A glimpse on the role of Grassmann Algebra in Trace Dynamics

Thursday, February 18, 2016
Euler lecture Hall
Stefano Bacchi (PhD student, University of Trieste)
In the formulation of an underlying theory for Quantum Mechanics, Adler builds Trace Dynamics by using traces of matrices with entries which are combinations of Grassmann variables. These combinations are a subset of the Grassmann algebra. Given a brief outline of the main pillars of Trace Dynamics, a quasi-mathematical approach is tempted in order to clarify the mathematical framework and the role of the Grassmann algebra.

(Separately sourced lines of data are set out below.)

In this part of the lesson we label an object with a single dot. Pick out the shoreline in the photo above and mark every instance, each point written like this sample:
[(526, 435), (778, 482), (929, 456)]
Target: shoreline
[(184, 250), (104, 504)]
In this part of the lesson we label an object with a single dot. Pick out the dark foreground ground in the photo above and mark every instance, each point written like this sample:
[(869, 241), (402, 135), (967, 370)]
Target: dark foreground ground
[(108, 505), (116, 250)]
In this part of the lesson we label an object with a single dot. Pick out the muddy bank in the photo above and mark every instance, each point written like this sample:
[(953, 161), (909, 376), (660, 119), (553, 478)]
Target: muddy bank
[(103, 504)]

[1] "Quantum Theory as an emergent phenomenon" S.L.Adler (2004); [2] "Phase Space Methods for Degenerate Quantum Gases" Dalton, Jeffers, Barnett (2015); [3] "An Attempt of Construction for the Grassmann Numbers" Bentìn (2006); [4] "Tensor spaces and exterior algebra" Yokonuma; [5] "Quadratic mappings and Clifford algebras" Helmstetter, Micali. [6] "Grassmann Numbers and Clifford-Jordan-Wigner Representation of Supersymmetry" Sultan Catto, Yoon S. Choun, Yasemin Gurcan, Amish Khalfan, Levent Kurt.